The basic process of soil analysis as a fertility management tool has not changed much since the 1950s, but how that soil is farmed and what is expected from it have changed. At one time, pulling four or five soil cores from a 40-acre field, mixing them in a bucket and sending a single sample bag off to the local Extension office for testing was “good enough.”
But just as fields and farms got larger, soil variability was recognized, and technology advanced. GPS introduced precision agriculture’s version of the classic game Battleship—it divided fields by 2.5-acre grids. It totally transformed how we approached soil sampling and field fertility. With the ability to precisely apply varying amounts of fertilizer in each grid within a field using that same GPS technology, the business of soil sampling ultimately shifted into overdrive.
Such a soil sampling renaissance only hyper-exposed the primary issue that has plagued the process from its very be-ginning. That issue is that it is still an intensively manual endeavor. Starting and stopping in a field every 330 feet, pulling six to eight cores and bagging and tagging each grid sample is mind-numbing and physically unsustainable on a large scale. So given that testing soil properties is now entrenched as the bedrock of most precision agriculture agronomy programs, it only makes sense that technologies are finally rising up to redefine what soil “sampling” and “analysis” look like in the 21st century.
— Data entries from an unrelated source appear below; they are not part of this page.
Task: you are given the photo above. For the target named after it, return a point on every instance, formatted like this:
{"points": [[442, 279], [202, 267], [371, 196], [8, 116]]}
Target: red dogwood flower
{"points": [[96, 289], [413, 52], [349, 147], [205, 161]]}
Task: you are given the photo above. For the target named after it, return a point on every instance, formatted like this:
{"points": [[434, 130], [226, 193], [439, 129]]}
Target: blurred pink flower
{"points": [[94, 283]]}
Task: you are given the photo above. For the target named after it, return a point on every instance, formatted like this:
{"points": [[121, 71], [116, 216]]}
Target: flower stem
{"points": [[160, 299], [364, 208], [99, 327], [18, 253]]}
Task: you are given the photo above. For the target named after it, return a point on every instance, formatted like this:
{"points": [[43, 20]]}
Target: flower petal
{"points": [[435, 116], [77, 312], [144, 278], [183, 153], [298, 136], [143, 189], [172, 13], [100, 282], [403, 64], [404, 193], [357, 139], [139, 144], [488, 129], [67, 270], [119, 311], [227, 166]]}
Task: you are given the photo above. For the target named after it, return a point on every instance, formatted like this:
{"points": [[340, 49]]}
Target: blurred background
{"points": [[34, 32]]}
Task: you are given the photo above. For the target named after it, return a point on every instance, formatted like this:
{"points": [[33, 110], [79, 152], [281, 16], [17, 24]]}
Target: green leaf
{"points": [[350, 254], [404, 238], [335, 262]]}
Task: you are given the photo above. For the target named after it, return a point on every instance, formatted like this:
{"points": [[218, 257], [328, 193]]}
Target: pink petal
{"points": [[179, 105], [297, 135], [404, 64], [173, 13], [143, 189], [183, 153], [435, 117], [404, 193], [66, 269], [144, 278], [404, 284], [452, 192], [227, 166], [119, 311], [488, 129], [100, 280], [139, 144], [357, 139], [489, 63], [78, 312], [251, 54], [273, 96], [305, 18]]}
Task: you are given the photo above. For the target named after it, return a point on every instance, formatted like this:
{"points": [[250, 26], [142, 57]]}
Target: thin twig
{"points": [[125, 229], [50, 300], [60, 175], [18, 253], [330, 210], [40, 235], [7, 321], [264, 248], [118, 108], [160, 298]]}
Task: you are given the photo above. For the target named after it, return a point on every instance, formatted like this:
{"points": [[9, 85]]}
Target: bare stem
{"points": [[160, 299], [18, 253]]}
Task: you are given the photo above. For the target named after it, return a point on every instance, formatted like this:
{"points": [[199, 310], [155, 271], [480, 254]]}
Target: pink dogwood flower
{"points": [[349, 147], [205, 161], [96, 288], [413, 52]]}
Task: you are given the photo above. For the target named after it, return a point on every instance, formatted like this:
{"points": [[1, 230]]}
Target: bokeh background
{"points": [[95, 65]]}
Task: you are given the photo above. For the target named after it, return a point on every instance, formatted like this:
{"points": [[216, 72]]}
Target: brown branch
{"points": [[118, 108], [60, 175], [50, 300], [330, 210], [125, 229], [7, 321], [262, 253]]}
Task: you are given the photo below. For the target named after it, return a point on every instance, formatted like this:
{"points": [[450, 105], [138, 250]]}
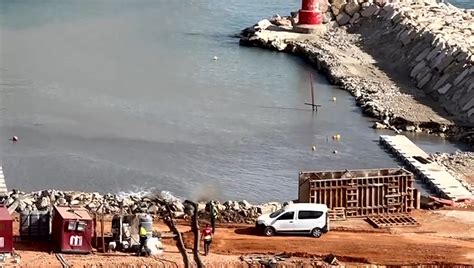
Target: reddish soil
{"points": [[444, 237]]}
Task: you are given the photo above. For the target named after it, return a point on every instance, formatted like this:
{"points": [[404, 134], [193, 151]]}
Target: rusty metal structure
{"points": [[360, 193]]}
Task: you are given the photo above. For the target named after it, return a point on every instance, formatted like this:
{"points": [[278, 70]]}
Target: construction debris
{"points": [[355, 193], [265, 261], [391, 220]]}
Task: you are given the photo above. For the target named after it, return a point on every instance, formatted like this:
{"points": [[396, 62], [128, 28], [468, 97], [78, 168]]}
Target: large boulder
{"points": [[352, 7], [337, 6], [263, 24], [370, 11]]}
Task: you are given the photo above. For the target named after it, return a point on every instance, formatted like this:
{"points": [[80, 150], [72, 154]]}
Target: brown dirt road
{"points": [[375, 248], [444, 237]]}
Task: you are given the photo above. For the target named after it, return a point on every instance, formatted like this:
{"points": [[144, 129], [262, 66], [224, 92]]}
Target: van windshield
{"points": [[276, 213]]}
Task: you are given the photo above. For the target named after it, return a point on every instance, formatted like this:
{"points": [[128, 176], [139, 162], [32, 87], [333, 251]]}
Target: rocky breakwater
{"points": [[460, 165], [229, 211], [371, 48]]}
A true robotic soil “sampler” is just one of those technologies. It goes directly after the “labor” issue at the heart of today’s soil sampling regime. Rogo Ag LLC based out of West Lafayette, Indiana, has developed its SmartCore autonomous soil sampling system. Using a tracked Bobcat skid-steer chassis, it navigates fields using digital field boundary algorithms and Lidar sensors, which transmit beams of light to detect objects in the surrounding environment. The robotic system collects samples through a hydraulic auger bit, which is configured so that no soil escapes the core. SmartCore is able to return to each location at any point in the future using RTK GPS and built-in navigational programming. This ensures accuracy, purity and depth control. The creators of SmartCore say such preciseness reduces sampling errors by as much as 20%, which can have significant implications on profit per acre.
But what if you didn’t need an actual soil lab? A small but significant step toward a virtual soil lab is a hybrid soil sampling model currently being deployed by SoilOptix, a company in Ontario, Canada. The system uses radiation sensors in conjunction with traditional soil sampling. It works by driving over a field with a small vehicle fitted with the scanner that measures the natural gamma radiation emitted by the soil.
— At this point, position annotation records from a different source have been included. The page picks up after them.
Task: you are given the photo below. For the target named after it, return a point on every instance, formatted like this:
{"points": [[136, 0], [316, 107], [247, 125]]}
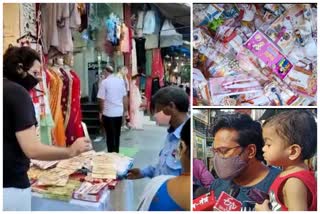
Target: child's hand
{"points": [[262, 207]]}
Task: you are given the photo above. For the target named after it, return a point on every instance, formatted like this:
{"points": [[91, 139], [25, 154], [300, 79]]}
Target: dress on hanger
{"points": [[140, 20], [141, 52], [149, 25], [55, 90], [134, 58], [65, 93], [149, 63], [136, 115]]}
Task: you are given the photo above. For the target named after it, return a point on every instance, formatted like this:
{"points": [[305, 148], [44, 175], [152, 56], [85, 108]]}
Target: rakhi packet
{"points": [[267, 52]]}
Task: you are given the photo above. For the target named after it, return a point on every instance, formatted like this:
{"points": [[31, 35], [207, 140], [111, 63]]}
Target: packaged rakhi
{"points": [[266, 51]]}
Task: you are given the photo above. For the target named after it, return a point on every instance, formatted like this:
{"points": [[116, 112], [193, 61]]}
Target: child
{"points": [[290, 138]]}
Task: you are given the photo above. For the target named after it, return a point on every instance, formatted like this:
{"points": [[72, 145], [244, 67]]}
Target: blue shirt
{"points": [[162, 201], [220, 185], [167, 164]]}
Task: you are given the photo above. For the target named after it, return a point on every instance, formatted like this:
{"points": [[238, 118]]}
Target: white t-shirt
{"points": [[112, 90]]}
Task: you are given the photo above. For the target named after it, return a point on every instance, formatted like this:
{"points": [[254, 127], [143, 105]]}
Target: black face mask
{"points": [[28, 82]]}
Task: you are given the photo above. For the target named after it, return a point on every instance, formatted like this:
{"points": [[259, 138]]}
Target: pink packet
{"points": [[266, 51]]}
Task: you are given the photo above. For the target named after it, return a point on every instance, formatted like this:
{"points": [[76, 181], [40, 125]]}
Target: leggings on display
{"points": [[112, 126]]}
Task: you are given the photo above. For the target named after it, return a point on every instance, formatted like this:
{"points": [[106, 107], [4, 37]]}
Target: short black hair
{"points": [[15, 56], [296, 127], [171, 94], [249, 131], [185, 134]]}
After the data are collected and “ground-truthed” with old-fashioned soil samples, the result is a resolution of more than 335 points per acre and up to 25 different layers of data. SoilOptix can map micro- and macronutrients, plant-available water, soil texture, pH and salinity at square-meter levels.
But what if you could watch what’s going on with your soil 24/7 and not wait a year or even four years to get an update on its health? Teralytic is a New York-based soil analytics company that has developed what could be best described as a Fitbit for your fields. Each one of the company’s soil probes contains two sensors, including what they claim is the world’s first NPK sensor.
Through wireless technology, the probes can transmit weather, soil moisture, pH, salinity, light and even aeration and respiration taking place within the growing crop. It updates all that information every 15 minutes.
Real-time data are also provided by Precision Planting’s SmartFirmer, which was introduced in 2017. The SmartFirmer is a sensor-ladened seed firmer that attaches to your planter’s row units. The firmer’s sensor measures temperature, moisture, furrow uniformity, residue and organic matter.
Having such “real-time” soil information allows for “on-the-fly” variable-rate seeding and fertility prescriptions. The number of data points created by such sensors because of their continuous sets of streaming data is nothing short of mind-boggling. I’m sure there is much more planter or implement-based monitoring to come.
The soil testing process is ripe for improvements. Soil testing is the most basic of basics when it comes to producing a crop. And like one of my good precision ag colleagues likes to say, “If you don’t test, it’s just a guess.”